Natalie had turned seventeen a few weeks before, and throughout her life had been a constant source of anguish to those about her. Her parents could not understand why she was such a picky eater, and so violent about it too. Once when she was two years old, she had thrown her spinach bake across the kitchen after her parents had patiently insisted for the third time that it was good for her. She had worn the adorable dresses they dressed in her with ill-grace, covering them with mud during rough-and-tumble games.

Another thing they had never been able to impress on her was the art of tactful lying. At family dinner parties she didn't hesitate to respond to the comment "Don't you think Aunt Isabelle has lost a lot of weight?" with a short and painfully honest, "No, not really."

"Why should she have?" Natalie would say, when reprimanded, "She looks better plump." Her parents wondered if she was a bit simple.

And she was so pretty - and so why did she insist on shying away from all make-up apart from black eye-shadow and weird purple contact lenses?

She never played those classical CDs they bought her either. She preferred to frighten the neighbours with dreadful rock music like the Beatles.

Her parents despaired.

Natalie, on the other hand, retired with the dark chocolate and wondered how she'd got such ridiculous parents.
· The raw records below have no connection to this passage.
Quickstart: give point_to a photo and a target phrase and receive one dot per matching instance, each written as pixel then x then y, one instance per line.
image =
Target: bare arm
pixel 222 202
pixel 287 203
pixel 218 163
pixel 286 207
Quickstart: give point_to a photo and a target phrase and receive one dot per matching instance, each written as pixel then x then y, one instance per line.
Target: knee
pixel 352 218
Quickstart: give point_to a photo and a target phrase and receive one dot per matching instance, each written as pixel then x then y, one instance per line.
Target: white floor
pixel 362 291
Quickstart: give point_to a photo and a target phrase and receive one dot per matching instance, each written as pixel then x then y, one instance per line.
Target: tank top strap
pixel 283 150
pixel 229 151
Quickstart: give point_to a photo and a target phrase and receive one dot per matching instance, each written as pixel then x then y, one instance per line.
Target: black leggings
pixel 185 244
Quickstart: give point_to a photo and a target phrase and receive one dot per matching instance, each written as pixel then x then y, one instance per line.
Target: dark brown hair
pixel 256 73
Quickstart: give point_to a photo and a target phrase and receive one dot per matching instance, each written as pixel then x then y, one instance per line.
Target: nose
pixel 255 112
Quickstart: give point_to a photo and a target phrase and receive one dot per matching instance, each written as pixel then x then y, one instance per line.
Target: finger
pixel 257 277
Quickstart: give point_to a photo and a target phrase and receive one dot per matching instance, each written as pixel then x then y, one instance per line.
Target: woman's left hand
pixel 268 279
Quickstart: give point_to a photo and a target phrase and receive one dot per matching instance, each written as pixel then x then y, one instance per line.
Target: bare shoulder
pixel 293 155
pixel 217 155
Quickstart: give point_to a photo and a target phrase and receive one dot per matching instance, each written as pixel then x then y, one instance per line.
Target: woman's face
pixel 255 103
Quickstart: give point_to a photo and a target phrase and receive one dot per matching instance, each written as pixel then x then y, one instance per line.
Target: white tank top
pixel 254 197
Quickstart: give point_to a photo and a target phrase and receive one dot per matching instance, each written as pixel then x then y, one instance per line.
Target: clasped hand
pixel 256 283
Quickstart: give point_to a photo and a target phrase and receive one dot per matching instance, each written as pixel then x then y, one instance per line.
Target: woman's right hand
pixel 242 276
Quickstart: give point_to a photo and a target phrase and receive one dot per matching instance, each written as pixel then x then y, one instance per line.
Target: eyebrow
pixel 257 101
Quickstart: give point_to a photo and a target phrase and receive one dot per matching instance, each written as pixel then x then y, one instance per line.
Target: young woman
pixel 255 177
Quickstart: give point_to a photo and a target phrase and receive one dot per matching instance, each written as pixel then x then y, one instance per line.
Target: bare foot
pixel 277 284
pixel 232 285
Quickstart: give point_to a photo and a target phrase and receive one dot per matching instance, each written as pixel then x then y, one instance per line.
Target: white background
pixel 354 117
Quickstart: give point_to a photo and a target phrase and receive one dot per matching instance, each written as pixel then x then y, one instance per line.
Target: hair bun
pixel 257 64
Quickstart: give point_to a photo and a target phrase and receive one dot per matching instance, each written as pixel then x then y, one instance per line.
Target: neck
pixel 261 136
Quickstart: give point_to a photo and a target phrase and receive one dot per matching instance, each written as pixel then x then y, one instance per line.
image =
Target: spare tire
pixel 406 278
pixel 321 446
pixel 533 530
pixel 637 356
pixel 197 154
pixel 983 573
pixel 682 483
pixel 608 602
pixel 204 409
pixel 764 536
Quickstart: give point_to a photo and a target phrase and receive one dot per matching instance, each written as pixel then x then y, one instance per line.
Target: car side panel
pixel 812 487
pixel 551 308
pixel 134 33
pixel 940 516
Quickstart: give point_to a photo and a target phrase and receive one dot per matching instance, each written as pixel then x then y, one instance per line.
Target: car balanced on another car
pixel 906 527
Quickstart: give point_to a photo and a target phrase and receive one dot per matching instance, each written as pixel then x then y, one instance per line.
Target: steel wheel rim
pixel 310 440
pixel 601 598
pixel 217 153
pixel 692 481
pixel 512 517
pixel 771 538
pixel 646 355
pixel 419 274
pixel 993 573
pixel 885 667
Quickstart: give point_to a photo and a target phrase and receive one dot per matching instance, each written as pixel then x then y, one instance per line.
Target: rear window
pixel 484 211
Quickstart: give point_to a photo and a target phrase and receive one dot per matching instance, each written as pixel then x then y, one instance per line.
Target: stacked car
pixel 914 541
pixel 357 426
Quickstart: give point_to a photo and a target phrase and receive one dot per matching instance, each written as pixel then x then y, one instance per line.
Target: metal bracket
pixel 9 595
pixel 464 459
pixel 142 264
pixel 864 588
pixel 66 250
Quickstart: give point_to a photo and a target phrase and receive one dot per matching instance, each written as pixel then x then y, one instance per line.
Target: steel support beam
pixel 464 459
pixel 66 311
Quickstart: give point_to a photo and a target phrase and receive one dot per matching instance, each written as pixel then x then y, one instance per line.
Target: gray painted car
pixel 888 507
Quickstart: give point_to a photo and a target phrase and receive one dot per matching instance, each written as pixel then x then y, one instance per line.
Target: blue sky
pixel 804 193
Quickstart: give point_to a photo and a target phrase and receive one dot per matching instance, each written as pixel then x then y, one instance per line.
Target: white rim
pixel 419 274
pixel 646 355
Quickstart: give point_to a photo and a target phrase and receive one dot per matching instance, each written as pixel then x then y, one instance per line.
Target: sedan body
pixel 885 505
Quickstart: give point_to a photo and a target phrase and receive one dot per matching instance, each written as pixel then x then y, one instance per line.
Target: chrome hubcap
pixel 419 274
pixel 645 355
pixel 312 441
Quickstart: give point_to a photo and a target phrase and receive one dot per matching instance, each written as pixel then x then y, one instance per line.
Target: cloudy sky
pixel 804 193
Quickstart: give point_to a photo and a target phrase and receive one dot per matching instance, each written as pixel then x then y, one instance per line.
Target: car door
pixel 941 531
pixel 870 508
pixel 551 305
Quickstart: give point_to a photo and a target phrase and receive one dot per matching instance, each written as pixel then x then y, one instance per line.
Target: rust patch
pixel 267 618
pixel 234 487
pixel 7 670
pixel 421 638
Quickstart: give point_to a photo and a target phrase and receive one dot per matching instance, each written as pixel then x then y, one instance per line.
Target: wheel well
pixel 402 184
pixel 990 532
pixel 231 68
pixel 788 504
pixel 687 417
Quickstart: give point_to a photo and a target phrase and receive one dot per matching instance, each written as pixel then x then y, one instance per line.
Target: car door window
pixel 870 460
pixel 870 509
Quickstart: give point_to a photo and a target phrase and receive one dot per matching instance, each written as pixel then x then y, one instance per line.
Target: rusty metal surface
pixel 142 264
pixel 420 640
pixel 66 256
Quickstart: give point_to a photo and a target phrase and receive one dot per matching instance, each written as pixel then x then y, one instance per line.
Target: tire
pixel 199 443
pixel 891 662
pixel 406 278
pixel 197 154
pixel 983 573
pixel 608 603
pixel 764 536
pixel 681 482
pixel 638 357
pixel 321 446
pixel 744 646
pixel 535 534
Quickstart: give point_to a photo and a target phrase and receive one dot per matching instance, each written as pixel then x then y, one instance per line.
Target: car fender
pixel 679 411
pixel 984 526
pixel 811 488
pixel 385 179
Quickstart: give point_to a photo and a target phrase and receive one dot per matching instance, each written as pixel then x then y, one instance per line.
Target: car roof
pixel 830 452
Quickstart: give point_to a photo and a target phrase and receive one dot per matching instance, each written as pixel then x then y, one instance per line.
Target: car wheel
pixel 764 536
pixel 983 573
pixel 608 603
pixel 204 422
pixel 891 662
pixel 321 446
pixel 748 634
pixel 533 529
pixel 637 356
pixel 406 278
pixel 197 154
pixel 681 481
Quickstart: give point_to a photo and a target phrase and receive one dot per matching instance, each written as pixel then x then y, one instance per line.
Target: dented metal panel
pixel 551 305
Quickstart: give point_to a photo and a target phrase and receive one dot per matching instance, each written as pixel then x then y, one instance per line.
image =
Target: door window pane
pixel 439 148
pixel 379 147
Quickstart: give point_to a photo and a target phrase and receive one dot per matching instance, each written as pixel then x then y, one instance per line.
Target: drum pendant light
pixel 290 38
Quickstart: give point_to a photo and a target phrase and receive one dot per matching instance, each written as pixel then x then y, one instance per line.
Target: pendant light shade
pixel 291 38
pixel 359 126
I like writing games, because the idea is that everyone (who isn't too shy to :) ) reads something out, and even if it's a bit naff or unstructured, no-one really minds. I'm a bit shy to bring along my other stuff to read, most of the people who read write fantasy or sci-fi, or poetry which is kinda cool, but I don't have anything under those genres which I would dare read out :) (Except maybe The Crystal Set, I have a feeling they'd like that story). Someone read the first chapter of his novel yesterday, it was first person present tense, very cleverly written. Most of my own stuff is rather mainstream... maybe deceptively so :) And I write about teenagers mostly, because I still am a teenager, and we teenagers are much more interesting than you might think. It saddens me that things written about teenagers are usually considered substandard unless the writer was J.D. Salinger or J.K. Rowling (or William Shakespeare, as the above Oscar Wilde quotation about Juliet demonstrates). But then I had this rant a while back...

Three hour practical today. Actually, it wasn't that long (we got to leave early) but it felt it :) Onion cells... It was mainly learning how to use the microscopes, useful but not very interesting.